Ellen's Glen Community Hospital, originally Ellen's Glen House, is a community-based hospital which was built to provide services to elderly and mentally ill patients in Liberton, Edinburgh, Scotland. It is managed by NHS Lothian. In 2025, as result of the closure of the neighbouring Liberton Hospital, the medical day hospital moved from Liberton to Ellen's Glen. The hospital provides intermediate care and outpatients services, plus a small number of Hospital Based Complex Clinical Care (HBCCC) beds. It is also a base for the hospital-at-home service (a multidisciplinary acute care team).

== History ==
The hospital has its origins in Southfield House, a building situated near Ellen's Glen nature reserve, which was designed by John Chesser in the Scottish baronial style. It opened as a tuberculosis sanatorium in 1875 and became part of the Royal Victoria Hospital in the 1920s. Plans of the original house, and later alterations by Dick, Peddie and MacKay, are held by Historic Environment Scotland and viewed via trove.scot.

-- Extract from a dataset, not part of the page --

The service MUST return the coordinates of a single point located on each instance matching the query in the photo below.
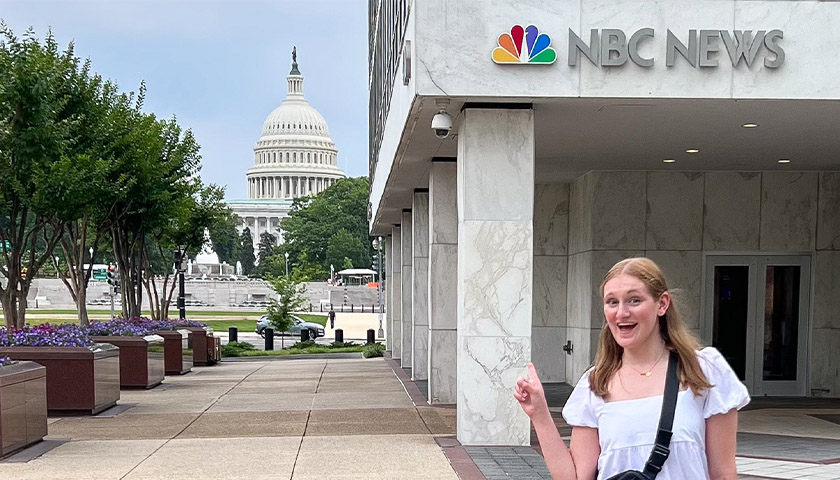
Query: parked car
(298, 324)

A new hospital, commissioned to replace the Southfield House facility, was procured under a Private Finance Initiative contract in February 1999. It was built by James Walker (Leith) Limited just to the north of Southfield House at a cost of £2.65 million and opened as Ellen's Glen House from January 2000.

== Services ==
Prior to 2026, the hospital provided services to elderly and mentally ill patients in a two-floor building with 60 staffed beds set in extensive accessible gardens. The services included frail adult complex clinical care and palliative care; according to inspection reports stays range from a few weeks to a number of years.

When the neighbouring Liberton Hospital closed at the end of 2025, the Hospital at Home and Medical Day hospital was relocated to Ellen's Glen Hospital. A reduction in frail elderly inpatient bed numbers from 27 to nine took place. Frail elderly patients have been transitioned to community settings (hospices, care homes and their own homes) in line with the strategic vision for health and social care. Thistle ward psychiatric patients were moved to other Lothian NHS clinical care facilities.

Currently, Ellen's Glen is a base for the Hospital at Home service providing acute, hospital-level care by healthcare professionals in a home context for a condition that would otherwise require acute hospital inpatient care. The hospital also provides intermediate care, complex clinical care and outpatients services.